Con Fabry si discute d’alta botanica: ma la campanula barbata, essendo qui meno pelosa di quella alpina, si chiamerà Campanula imberbe e sbarbata? :D mah.. discorsi di scienziati di prim’ordine.
Nel frattempo l’amico di Matteo sta attirando su di noi stormi di gracchi: uhm!
Alla sella, con Claudio, Fabry e Matteo si decide di proseguire verso il rifugio Duca degli Abruzzi, salutiamo il tuttologo e risaliamo per un centinaio di metri la dorsale, in breve eccoci al rifugio (2388 m).
La vista su Campo Imperatore è da lacrima, la luce del tardo pomeriggio ammorbidisce i contrasti tra la terra e il cielo, il sole sta volgendo pian piano a ovest ed ecco che arriva la solita malinconia che spesso mi prende quando una gita particolarmente vissuta finisce, quella sensazione di vuoto momentaneo che segue la conquista di un obiettivo, quella sensazione leopardiana da “Sabato del villaggio”, ma in fondo anche se dolceamara è una bella sensazione, è una malinconia costruttiva che ti fa già pensare a quali altre mete ambire e quando sarà il prossimo incontro con questi amici così lontani ma al contempo così vicini.
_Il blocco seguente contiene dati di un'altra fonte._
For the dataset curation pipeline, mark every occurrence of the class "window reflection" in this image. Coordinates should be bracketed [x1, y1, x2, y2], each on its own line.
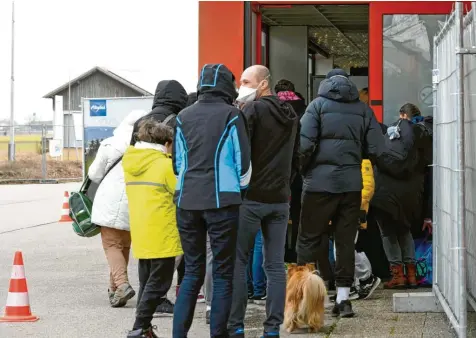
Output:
[383, 14, 446, 124]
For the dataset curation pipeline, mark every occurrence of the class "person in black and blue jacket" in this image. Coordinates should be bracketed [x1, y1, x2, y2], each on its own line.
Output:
[172, 64, 251, 338]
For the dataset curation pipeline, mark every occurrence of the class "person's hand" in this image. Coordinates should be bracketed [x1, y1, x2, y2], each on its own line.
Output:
[421, 218, 433, 235]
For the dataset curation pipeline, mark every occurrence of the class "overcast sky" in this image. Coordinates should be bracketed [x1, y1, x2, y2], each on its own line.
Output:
[0, 0, 198, 122]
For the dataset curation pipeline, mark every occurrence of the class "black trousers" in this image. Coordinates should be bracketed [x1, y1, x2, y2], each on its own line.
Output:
[284, 175, 302, 263]
[133, 257, 175, 330]
[177, 258, 185, 285]
[297, 191, 361, 287]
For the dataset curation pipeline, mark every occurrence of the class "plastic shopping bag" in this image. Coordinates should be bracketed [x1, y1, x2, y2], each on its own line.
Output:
[415, 236, 433, 286]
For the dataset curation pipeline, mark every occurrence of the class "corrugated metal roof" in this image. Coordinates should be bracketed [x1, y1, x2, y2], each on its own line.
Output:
[261, 5, 369, 67]
[43, 67, 152, 99]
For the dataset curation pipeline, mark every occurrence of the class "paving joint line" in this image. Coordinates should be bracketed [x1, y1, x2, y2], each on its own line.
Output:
[0, 221, 58, 235]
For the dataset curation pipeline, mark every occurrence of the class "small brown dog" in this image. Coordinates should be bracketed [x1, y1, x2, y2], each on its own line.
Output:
[284, 264, 327, 333]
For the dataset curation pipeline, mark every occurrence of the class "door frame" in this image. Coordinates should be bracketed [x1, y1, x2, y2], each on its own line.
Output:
[369, 1, 454, 122]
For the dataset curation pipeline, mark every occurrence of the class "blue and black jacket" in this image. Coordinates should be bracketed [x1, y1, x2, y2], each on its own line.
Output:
[172, 64, 251, 210]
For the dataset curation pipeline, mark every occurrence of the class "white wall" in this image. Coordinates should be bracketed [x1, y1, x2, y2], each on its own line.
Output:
[269, 26, 309, 97]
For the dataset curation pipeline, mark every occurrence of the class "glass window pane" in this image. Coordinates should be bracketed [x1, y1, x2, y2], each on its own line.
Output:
[383, 14, 446, 125]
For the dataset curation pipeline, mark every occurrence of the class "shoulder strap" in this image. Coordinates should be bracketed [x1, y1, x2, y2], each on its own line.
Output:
[99, 156, 122, 184]
[162, 114, 177, 124]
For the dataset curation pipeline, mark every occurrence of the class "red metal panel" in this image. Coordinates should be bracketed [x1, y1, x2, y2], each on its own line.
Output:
[369, 1, 454, 122]
[198, 1, 245, 79]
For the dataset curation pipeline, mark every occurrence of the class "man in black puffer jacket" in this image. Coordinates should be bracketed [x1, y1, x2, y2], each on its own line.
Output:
[297, 69, 385, 317]
[274, 79, 306, 263]
[370, 103, 433, 289]
[131, 80, 191, 146]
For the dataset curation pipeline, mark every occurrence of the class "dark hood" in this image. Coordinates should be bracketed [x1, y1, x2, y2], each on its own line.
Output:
[258, 95, 298, 125]
[197, 64, 238, 104]
[317, 69, 359, 102]
[187, 92, 198, 107]
[152, 80, 188, 114]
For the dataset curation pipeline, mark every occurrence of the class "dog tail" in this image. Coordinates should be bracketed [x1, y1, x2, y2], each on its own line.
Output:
[298, 272, 327, 330]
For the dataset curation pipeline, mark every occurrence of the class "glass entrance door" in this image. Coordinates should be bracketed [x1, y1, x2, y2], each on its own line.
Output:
[369, 1, 454, 125]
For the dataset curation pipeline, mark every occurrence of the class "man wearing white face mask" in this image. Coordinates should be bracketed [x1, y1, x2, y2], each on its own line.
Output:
[228, 65, 299, 337]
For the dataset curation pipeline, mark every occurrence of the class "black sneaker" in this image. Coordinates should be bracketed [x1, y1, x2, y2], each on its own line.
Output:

Ancora una volta la passione per la montagna è riuscita a far incrociare destini e strade diverse.
Una folata di vento investe le bandiere del rifugio facendole schioccare nell’aria.. è arrivato il momento di andarsene.
Prendiamo il sentiero che scende ripidamente al parcheggio, ci si cambia e si scende a Fonte Cerreto per bere qualcosa di fresco in compagnia.
E’ arrivato il triste momento dei saluti.. al prossimo incontro amici romani…aaaaaaaaaa!